Diamond Queen is a 1940 Hindi action adventure comedy film. It was directed by Homi Wadia and produced by Wadia Movietone. It starred Fearless Nadia, John Cawas, Radha Rani, Sayani Atish, Sardar Mansur, Dalpat, Kunjru, and Boman Shroff. This film was the seventh in the Diamond thriller series with the first being Veer Bharat in 1934, directed by Homi Wadia under the production of J. B. H. Wadia. It is cited as one of the best films produced by the Wadia brothers. The film's success saw Homi Wadia becoming a producer by which he was able to obtain raw stock for his films due to the rationing of two films per producer during the Second World War.

==Plot==
The film is set in Diamond Town where Madhurika returns following five years of studies in Bombay. She is the Bambaiwali the townspeople have been waiting to see. She returns to her town wearing western clothes and looking fit and to her father's query, she replies that she's been working out in the Bombay gymnasiums. The town is reeling under the brutal atrocities of the mustachioed bushy eye-browed villain, Kedarnath (Sayani Atish) who has usurped the Prince's place while he is away. Kedarnath had been given a charge by authorities to weed out corruption but is instead heavily into corruption, taxing people and outrages against women. He also has an enemy in the dacoit Diler as he cheated on Diler's father many years ago. Diler was the sole survivor in his family when Kedarnath burnt his family home. He had been given a dying oath by his father to take revenge against Kedarnath.
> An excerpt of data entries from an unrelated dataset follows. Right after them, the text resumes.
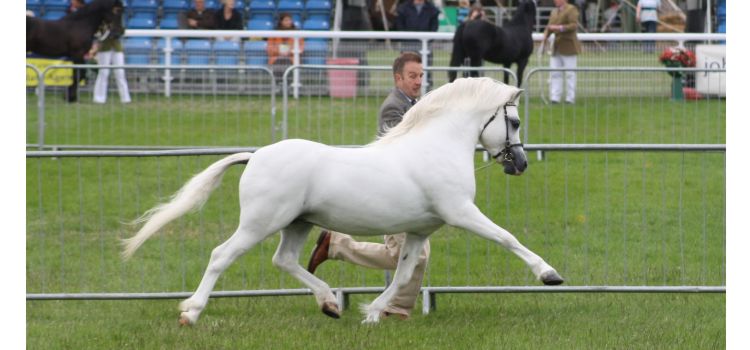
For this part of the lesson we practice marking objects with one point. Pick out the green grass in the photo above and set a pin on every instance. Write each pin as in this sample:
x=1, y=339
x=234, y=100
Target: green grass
x=604, y=218
x=512, y=321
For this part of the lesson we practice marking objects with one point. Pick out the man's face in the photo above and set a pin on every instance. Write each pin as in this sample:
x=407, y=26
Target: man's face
x=410, y=82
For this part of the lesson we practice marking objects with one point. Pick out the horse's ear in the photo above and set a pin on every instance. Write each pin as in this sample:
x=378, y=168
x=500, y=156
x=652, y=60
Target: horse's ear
x=517, y=95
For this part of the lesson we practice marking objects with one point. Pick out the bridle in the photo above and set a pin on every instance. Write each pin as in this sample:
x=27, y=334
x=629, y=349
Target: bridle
x=506, y=151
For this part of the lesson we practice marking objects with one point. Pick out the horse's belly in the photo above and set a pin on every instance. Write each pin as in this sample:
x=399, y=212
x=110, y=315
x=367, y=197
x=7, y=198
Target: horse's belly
x=371, y=223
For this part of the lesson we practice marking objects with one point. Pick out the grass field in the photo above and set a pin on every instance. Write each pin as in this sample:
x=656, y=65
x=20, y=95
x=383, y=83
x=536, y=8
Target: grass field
x=609, y=218
x=500, y=321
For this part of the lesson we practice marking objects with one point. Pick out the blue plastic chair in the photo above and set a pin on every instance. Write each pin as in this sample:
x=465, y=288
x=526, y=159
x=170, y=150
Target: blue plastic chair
x=35, y=6
x=318, y=7
x=316, y=51
x=262, y=24
x=255, y=53
x=213, y=4
x=141, y=23
x=177, y=49
x=53, y=15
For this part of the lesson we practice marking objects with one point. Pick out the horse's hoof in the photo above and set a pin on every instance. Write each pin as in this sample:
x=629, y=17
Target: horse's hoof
x=551, y=278
x=331, y=309
x=184, y=322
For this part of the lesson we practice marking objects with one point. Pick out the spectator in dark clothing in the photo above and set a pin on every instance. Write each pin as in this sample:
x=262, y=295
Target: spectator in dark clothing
x=74, y=6
x=417, y=16
x=198, y=17
x=228, y=17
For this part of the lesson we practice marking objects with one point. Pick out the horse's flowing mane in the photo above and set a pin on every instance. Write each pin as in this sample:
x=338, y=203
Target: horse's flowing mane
x=463, y=94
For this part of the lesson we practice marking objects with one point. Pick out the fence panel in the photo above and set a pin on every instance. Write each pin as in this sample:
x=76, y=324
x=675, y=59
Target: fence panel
x=629, y=216
x=625, y=105
x=201, y=106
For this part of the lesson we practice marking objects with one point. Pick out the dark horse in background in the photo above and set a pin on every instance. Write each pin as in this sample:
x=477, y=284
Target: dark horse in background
x=511, y=43
x=72, y=35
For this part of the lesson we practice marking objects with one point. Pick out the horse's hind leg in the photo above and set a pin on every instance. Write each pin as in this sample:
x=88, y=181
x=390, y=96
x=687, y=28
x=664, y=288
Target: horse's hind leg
x=407, y=261
x=221, y=257
x=286, y=258
x=471, y=219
Madhurika joins up with the dacoit Diler and manages to deliver the town from the evil Kedarnath. She advocates for women's literacy and independence and uses dialogues like: 'If the nation is to be freed, the women have to be free first.'

==Cast==
- Fearless Nadia as Madhurika
- John Cawas as Diler Daku
- Sayani Atish as Kedarnath
- Fatma Begum as Faima
- Boman Shroff
- Radha Rani
- Sardar Mansur
- Dalpat
- Kunjru

==Production==
The film dealt with women's emancipation and showed Nadia minus her mask and whip. Although based on the Pearl White character of "Perils of Pauline", especially in Hunterwali, similarities were reduced in Diamond Queen. The films made under Wadia Movietone by Homi Wadia and starring Nadia had several commonalities like her hero John Cawas and Boman Shroff, a horse called Punjab ka Beta (Son of Punjab), an Austin car and a dog called Gunboat.

During the filming, Nadia did most of her stunts herself. According to one report B. K. Karanjia visited her on the sets of Diamond Queen and found her doing all her stunts, and enjoying herself in the process.

==Reception==

The film was a considerable success at the box office and also garnered critical acclaim. The Filmindia editorial by Baburao Patel in 1940 called it "a thought-provoking film that enlightens as it entertains".